Watanabe Mariko, Ogawa Yuji, Ito Kinji, Higashihara Masaaki, Kadin Marshall E, Abraham Lawrence J, Watanabe Toshiki, Horie Ryouichi
Fourth Department of Internal Medicine, Kitasato University School of Medicine, Kanagawa, Japan.
Am J Pathol. 2003 Aug;163(2):633-41. doi: 10.1016/S0002-9440(10)63690-5.
Overexpression of CD30 is the hallmark of Hodgkin and Reed-Sternberg (H-RS) cells and drives constitutive nuclear factor-kappaB activation that is the molecular basis for the pathophysiology of Hodgkin's lymphoma. Transcription of the CD30 gene is controlled by the core promoter that is driven by Sp-1 and the microsatellite sequences (MSs) that represses core promoter activity. To understand the mechanism(s) of CD30 overexpression in H-RS cells, we structurally and functionally characterized the CD30 MSs. Although the CD30 MS of H-RS cell lines was polymorphic, it was not truncated compared with that of control cells. A strong core promoter activity and constitutive Sp-1 binding were revealed in all cell lines examined irrespective of the levels of CD30 expression. In transient reporter gene assays, all MS clones derived from H-RS cell lines repressed the core promoter activity in unrelated cell lines, but not in the H-RS cell lines. An AP-1-binding site was found in the MS at nucleotide position of -377 to -371, the presence of which was found to relieve repression of the core promoter in H-RS cell lines but not in other tumor cell lines. H-RS cell lines showed constitutive and strong AP-1-binding activity, but other cell lines did not. The AP-1 complex contained JunB, whose overexpression activated reporter constructs driven by the CD30 promoter including the MSs, and was dependent on the AP-1 site. JunB expression was detected in H-RS cells in vitro and in vivo, but not in reactive cells or tumor cells of non-Hodgkin's lymphoma of diffuse large B-cell type. Transduction of JunB small interfering RNAs suppressed CD30 promoter activity in L428 cells but not in control cells. Taken together, overexpression and binding of JunB to the AP-1 site appear to relieve the repression of the core promoter by the CD30 MS in H-RS cells, which provide one basis for the constitutive overexpression of CD30 in Hodgkin's lymphoma.

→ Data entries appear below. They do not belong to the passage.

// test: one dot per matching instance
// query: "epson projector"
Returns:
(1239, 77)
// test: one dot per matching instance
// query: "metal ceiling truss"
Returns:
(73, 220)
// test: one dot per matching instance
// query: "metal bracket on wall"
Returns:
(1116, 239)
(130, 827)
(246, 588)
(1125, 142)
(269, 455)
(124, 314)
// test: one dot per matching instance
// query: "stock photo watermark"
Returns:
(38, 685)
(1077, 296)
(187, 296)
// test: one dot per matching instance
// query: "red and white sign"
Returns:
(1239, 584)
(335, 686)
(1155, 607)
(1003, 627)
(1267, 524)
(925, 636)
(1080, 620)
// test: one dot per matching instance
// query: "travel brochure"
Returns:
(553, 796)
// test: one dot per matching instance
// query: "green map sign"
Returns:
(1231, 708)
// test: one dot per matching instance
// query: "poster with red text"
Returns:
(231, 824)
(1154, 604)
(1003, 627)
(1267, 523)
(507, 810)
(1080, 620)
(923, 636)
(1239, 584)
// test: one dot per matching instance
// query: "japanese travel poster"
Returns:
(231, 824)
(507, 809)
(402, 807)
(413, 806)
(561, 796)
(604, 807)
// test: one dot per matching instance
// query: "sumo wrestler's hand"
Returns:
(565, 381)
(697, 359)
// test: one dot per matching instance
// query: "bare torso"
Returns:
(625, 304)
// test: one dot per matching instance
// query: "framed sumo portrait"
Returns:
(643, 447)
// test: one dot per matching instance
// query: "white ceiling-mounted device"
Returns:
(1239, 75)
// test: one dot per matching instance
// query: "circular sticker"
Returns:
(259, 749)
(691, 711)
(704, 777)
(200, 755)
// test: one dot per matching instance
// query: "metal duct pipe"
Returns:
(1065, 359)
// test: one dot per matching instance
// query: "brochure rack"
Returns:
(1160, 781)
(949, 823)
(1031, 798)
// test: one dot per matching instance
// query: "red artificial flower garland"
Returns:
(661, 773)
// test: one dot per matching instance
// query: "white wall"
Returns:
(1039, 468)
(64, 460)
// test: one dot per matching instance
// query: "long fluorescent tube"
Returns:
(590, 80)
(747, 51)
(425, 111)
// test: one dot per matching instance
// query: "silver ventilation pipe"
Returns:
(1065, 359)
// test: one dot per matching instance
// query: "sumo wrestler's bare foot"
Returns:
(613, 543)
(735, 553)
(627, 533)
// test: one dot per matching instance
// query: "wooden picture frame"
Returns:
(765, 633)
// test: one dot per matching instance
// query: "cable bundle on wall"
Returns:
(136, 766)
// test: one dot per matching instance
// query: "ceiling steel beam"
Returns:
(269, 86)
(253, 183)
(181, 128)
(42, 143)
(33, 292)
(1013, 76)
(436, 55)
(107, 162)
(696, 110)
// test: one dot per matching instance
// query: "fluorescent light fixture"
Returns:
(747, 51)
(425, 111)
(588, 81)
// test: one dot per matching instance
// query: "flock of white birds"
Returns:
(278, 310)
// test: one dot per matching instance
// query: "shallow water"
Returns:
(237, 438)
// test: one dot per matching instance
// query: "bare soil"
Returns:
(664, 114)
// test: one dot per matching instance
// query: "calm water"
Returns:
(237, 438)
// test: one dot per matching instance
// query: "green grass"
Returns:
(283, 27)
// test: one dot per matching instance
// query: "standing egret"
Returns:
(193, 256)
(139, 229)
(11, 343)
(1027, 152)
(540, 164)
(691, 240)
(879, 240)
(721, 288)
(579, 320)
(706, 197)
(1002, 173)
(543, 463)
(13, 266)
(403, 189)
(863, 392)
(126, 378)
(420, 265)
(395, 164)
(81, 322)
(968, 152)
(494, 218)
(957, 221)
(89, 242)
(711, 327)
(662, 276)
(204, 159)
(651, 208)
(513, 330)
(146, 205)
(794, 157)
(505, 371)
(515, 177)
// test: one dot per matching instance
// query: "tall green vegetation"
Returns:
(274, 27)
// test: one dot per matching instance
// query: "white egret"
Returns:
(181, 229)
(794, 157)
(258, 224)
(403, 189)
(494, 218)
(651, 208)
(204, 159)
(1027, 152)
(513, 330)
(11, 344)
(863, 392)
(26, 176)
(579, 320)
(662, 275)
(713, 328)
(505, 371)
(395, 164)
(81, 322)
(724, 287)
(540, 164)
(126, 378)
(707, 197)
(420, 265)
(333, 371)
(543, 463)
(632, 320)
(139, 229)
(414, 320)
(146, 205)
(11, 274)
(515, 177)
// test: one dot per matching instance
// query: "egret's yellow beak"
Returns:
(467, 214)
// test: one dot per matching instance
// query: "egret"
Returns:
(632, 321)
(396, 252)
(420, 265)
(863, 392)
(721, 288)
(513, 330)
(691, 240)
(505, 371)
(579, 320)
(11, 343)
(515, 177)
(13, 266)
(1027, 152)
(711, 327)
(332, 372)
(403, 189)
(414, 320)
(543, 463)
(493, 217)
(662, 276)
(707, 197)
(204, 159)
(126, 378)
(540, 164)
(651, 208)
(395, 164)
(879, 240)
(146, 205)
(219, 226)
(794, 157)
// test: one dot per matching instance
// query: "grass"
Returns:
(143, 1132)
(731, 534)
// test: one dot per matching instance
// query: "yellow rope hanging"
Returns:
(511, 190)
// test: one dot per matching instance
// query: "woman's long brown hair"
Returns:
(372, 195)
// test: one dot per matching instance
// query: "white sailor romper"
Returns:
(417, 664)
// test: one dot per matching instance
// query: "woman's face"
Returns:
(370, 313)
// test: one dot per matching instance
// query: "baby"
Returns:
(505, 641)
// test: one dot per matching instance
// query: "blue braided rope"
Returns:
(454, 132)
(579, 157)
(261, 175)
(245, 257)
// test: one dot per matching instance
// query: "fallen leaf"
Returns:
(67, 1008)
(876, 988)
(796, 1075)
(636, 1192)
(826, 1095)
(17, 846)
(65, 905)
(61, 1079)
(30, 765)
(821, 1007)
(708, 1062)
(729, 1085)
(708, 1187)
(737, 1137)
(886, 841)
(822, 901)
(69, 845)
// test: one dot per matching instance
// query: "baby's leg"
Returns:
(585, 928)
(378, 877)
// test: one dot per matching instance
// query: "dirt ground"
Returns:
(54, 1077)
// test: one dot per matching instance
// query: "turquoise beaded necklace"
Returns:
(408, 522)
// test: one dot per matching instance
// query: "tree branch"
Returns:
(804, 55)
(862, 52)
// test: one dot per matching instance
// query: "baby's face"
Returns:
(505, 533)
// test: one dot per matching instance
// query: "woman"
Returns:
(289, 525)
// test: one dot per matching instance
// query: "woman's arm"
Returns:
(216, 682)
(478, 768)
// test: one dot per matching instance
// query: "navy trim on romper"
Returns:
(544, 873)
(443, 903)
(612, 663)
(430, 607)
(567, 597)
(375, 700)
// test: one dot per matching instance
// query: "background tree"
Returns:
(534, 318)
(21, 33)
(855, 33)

CD30的过表达是霍奇金和里德-斯腾伯格(H-RS)细胞的标志,并驱动组成型核因子-κB激活,这是霍奇金淋巴瘤病理生理学的分子基础。CD30基因的转录受核心启动子控制,该核心启动子由Sp-1驱动,而微卫星序列(MSs)则抑制核心启动子活性。为了了解H-RS细胞中CD30过表达的机制,我们对CD30 MSs进行了结构和功能表征。尽管H-RS细胞系的CD30 MS是多态性的,但与对照细胞相比并未截短。在所检测的所有细胞系中均显示出强大的核心启动子活性和组成型Sp-1结合,而与CD30表达水平无关。在瞬时报告基因测定中,所有源自H-RS细胞系的MS克隆均抑制无关细胞系中的核心启动子活性,但在H-RS细胞系中则不然。在MS的核苷酸位置-377至-371处发现了一个AP-1结合位点,发现该位点的存在可减轻H-RS细胞系中核心启动子的抑制作用,但在其他肿瘤细胞系中则不然。H-RS细胞系显示出组成型且强大的AP-1结合活性,而其他细胞系则没有。AP-1复合物包含JunB,其过表达激活了由包括MSs的CD30启动子驱动的报告基因构建体,并且依赖于AP-1位点。在体外和体内的H-RS细胞中均检测到JunB表达,但在弥漫性大B细胞型非霍奇金淋巴瘤的反应性细胞或肿瘤细胞中未检测到。JunB小干扰RNA的转导抑制了L428细胞中的CD30启动子活性,但在对照细胞中则不然。综上所述,JunB的过表达及其与AP-1位点的结合似乎减轻了H-RS细胞中CD30 MS对核心启动子的抑制作用,这为霍奇金淋巴瘤中CD30的组成型过表达提供了一个基础。